In her solo performance, "Living Matter," Mariel Carranza will be confined to the gallery space for 72 hours, kneading dough, stretching it, pressing it, warming it, and manipulating it until it is elastic and smooth, then throwing it against the walls. "Living Matter, Performance #1" is a study in the transfer of energy from one physical system to another and the degree to which a body is moved toward the force of the transfer, both in reality, in the concrete sense of experience, and in the abstract.

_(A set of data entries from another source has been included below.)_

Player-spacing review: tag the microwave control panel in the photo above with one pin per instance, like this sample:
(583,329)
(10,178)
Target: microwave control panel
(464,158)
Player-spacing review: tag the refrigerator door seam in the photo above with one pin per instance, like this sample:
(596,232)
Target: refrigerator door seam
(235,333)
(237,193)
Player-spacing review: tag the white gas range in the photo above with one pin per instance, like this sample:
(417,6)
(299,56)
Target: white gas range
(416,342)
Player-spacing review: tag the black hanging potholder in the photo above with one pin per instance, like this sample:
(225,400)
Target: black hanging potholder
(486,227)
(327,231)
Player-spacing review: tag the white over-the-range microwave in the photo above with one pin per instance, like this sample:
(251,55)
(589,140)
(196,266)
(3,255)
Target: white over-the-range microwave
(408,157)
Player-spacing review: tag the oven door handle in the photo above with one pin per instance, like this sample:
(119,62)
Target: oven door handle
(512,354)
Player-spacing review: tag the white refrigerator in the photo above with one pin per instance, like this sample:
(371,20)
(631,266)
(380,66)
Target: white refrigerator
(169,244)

Mariel Carranza was born in Peru. She received her MFA in sculpture from UCLA. Notable performances include: "Nidje Israel", Mexico City DF, "Blank Space" at Irrational Exhibit 7, Track 16, LA, "Cage Free Born Free" at Highways, LA, "Ungrounded", Glasgow, Scotland, "Offering", Depicting Action, An International Exhibition of Time Based Art, 18th Street Art Center, Santa Monica, and "Corners” at Crazy Space, Santa Monica, "Lemon Piece" at "Performance Art Happening," and "Full Nelson" at Del Mar Theater, Los Angeles.